El tono del director de la fábrica se volvió de repente algo molesto: —Ya conoces nuestro taller de mantenimiento, aunque tenemos poca gente, tenemos muchas áreas lucrativas.
—Pues metió a varias personas que no hacen nada para que cobren un sueldo.
—Meter a gente para que cobre sin hacer nada sería una cosa, pero, joder, no para de cambiarme la organización de las órdenes de compra, eligiendo proveedores de a saber dónde, y la mercancía que llega es al menos dos categorías inferior.
—Él se lleva su tajada tan felizmente, y a mí me está dando un verdadero dolor de cabeza.
—¿Cuánta gente hay en el taller de mantenimiento?
—No hace mucho, murieron varias personas con el tiempo. A duras penas conseguí contratar a tres novatos, pero uno murió, otro era un espía y solo queda uno vivo.

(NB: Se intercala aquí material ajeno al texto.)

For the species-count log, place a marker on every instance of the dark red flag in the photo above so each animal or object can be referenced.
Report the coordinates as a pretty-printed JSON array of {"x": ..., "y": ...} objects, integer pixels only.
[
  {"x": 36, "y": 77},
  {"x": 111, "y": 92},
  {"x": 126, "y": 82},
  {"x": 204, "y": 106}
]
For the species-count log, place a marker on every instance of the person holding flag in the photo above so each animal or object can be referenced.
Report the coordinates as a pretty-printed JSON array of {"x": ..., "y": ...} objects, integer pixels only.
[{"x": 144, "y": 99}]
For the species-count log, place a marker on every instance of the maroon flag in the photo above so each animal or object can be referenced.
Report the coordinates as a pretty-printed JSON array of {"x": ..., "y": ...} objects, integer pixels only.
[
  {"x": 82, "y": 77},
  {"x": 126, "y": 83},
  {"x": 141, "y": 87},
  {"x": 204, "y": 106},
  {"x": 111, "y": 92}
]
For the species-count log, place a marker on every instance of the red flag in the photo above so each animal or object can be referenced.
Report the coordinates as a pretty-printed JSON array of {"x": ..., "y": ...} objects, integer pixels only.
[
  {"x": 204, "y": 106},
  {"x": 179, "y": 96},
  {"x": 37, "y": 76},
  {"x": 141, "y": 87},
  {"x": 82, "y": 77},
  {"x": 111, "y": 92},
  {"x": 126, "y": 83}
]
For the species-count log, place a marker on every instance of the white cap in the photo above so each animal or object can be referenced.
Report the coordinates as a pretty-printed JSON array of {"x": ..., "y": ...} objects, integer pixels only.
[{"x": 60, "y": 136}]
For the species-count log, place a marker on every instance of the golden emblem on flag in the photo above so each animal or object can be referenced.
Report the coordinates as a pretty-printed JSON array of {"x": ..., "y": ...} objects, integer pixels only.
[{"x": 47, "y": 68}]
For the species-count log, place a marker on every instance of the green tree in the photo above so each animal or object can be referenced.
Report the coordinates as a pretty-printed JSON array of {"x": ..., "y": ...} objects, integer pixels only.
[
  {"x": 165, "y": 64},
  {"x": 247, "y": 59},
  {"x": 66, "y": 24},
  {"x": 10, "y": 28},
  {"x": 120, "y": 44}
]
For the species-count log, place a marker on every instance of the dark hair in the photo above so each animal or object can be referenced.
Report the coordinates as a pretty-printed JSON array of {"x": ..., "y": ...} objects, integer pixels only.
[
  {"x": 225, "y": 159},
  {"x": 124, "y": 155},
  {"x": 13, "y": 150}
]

—Con tan poca gente, todavía hay quienes cobran sin trabajar cada día, el viejo Wu anda revolviendo para escaquearse del trabajo, y Calvo también está bastante molesto, dándome la lata constantemente con que ya ha ganado suficiente y quiere jubilarse.
—El único novato que sobrevivió de antes ahora se considera un veterano.
—Es incluso más joven que tú, pero tiene un temperamento de mil demonios. Delante de ti, del viejo Wu y de otros veteranos es como un niño obediente, pero en cuanto se encuentra con esos directores tontos puestos por ese idiota, quiere discutir, y en cuanto empiezan, la cosa acaba en pelea.
—Todavía tengo que intervenir, y si no estoy cerca, no puedo detenerlo y encima tengo que limpiar su desastre; si él también se va, de verdad que no tendré a nadie para trabajar.
—Además, los pocos novatos que he reclutado recientemente por mi cuenta, todavía no han dicho nada y están aprendiendo la tecnología, pero si siguen viendo a más de esos holgazanes, tarde o temprano, volverán a surgir problemas.
—De verdad que estoy… Uf, es un dolor de cabeza.
El director de la fábrica soltó un largo suspiro, expresando todas sus quejas de una sola vez.
Estaba claro que la presión era realmente grande y necesitaba desahogarse un poco.
Y según la impresión de Chen Ming, al director de la fábrica en realidad le gustaba el dinero.
Anteriormente, cuando se dedicaba a la restauración de artículos de segunda mano por su cuenta para sacar beneficios, parecía bastante molesto cuando no pudo continuar.
De repente, alguien viene directamente a arrebatar el negocio del taller de mantenimiento; incluso podría decirse que están intentando cerrar el taller.
Si el director de la fábrica no estuviera enfadado, eso sí que sería extraño.
Así que, Chen Ming, muy considerado, preguntó: —¿Justo tengo que volver en estos días, debería encargarme de esta gente de paso?
El director de la fábrica se quedó atónito por un momento y luego dijo rápidamente: —No, no, no, cada ofensa tiene su culpable. Si te roban tus recursos y tu nave espacial, deshazte de su jefe, con eso es suficiente.